第16話 儚さは、人の夢

 「ありがとうございます。これで龍之進様と一緒になれるんですね」

 「さぁ、夜も更けている。道中が大変だ。早く渡しておいで。人目に付くといけない。私は、約束の場所に先に行って待っているよ。場所はわかるな」

 「はい。すぐに返して、追いかけます」

 「それじゃ、先に行く」


 ふたりの置かれていた状況は、常に人目を憚るものだった。それが、ふたりの関係であり、もはや習慣めいたものになっていたのです。


 絶望と夢の狭間で、夜道を目的地へと竜之進は、急いだ。その時、懐から、布包が落ちた。かんざしだった。新たな旅立ちの証として、おみねに贈ろうとしたものだった。

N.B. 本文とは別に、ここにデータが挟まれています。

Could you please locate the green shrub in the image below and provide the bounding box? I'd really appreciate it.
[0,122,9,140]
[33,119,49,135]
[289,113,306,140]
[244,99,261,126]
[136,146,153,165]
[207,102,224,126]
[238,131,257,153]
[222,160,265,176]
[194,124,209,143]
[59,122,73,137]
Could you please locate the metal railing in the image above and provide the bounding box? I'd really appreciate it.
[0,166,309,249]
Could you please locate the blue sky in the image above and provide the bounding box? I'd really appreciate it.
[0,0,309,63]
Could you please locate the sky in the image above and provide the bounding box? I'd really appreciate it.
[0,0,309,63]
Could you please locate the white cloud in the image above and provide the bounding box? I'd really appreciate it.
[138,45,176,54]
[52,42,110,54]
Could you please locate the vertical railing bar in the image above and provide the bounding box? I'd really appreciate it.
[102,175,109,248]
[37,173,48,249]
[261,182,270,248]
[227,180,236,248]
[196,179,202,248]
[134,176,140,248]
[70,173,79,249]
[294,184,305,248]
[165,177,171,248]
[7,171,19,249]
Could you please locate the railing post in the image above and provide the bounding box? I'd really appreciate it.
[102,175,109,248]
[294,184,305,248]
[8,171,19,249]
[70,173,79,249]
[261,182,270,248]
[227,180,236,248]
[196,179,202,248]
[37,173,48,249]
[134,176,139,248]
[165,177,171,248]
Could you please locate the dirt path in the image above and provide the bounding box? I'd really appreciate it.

 会ってからでもいい、そう思った。しかし、必ず現れるという自信はなかった。龍之進は、その不安に押し潰されそうになり、居てもたってもおられず、引き返すことにした。


 虫の知らせ?


 胸騒ぎ?


 苛立ちに似た喪失感が、龍之進を包み込んでいた。

 会えなければ、遊郭の出入り口付近で待てばいいと思っていた。


 裏木戸に着いた。


 声がした。


 そっと覗いて見た。


 行灯の灯りに照らされた縁側に座る人影が見えた。

 佐吉とおみねだった。一瞬、我を疑った。でも、紛れもない現実だった。

 おみねは、佐吉の膝に体を委ねていた。佐吉の右手は、おみねの胸元に滑り込み微

かに動いていたのに反応するように、おみねの頬は昂揚していた。


 「思ったより、簡単だったわね」

 「ああ、馬鹿な小僧だ。今頃、期待して、愛しいお前を待ってるぜ」


 佐吉は、羽交い締めしたおみねを左右に揺さぶった。


 「言わないでよ、これでも少しは胸が痛んでいるんだから」

 「そんな奴が、こうして胸を揉まれるか」

 「ばか」


 龍之進の頭の中には、絶望感という蛆(うじ)虫が無数に繁殖し、蠢いていた。


 夢だ、夢だ、これは夢だ。夢なら早く覚めろ、こんちくしょうめ…あぁぁぁ。


 「本当に悪い人ねぇ、私からだけでなく、あの商人からも、がっぽり手数料をふんだくっているんでしょ、本当にワルなんだから」

 「嫌いかい」

 「もう、意地悪」

 「こんな時、侍だったら、お主も悪じゃのう、とか言うんだろうぜ」

 「ばか」


 あはははは。

 ふたりの高笑いは、龍之進の精神を完全に崩壊させた。自暴自棄になった龍之進は後退りし、尻餅をついた。一刻も早く、その場を離れたかった。立ち上がると、無我夢中で走った。走って、走って、走り続けた。涙が溢れ、前が見えないのもお構いなしに走った。


うおぉぉぉぉー


 内蔵が引き裂かれるような苦悩の叫びは、闇夜に溶け込んでいった。


 「いま、何か聞こえなかった?うぉーって」

 「何も聞こえねぇぜ。犬の遠吠えじゃねぇのか」

 「そ・そうね…気の…せいね」


 おみねは、龍之進の声を聞いたような気がした。


 場面が、歪んだ。朽ち果てた龍之進の魂に大言厳法師の声が入ってきた。


 『龍之進よ、この場面を覚えておくがよい。これが「分岐点」となるゆえ』

 場面が再び歪み、映像が再開した。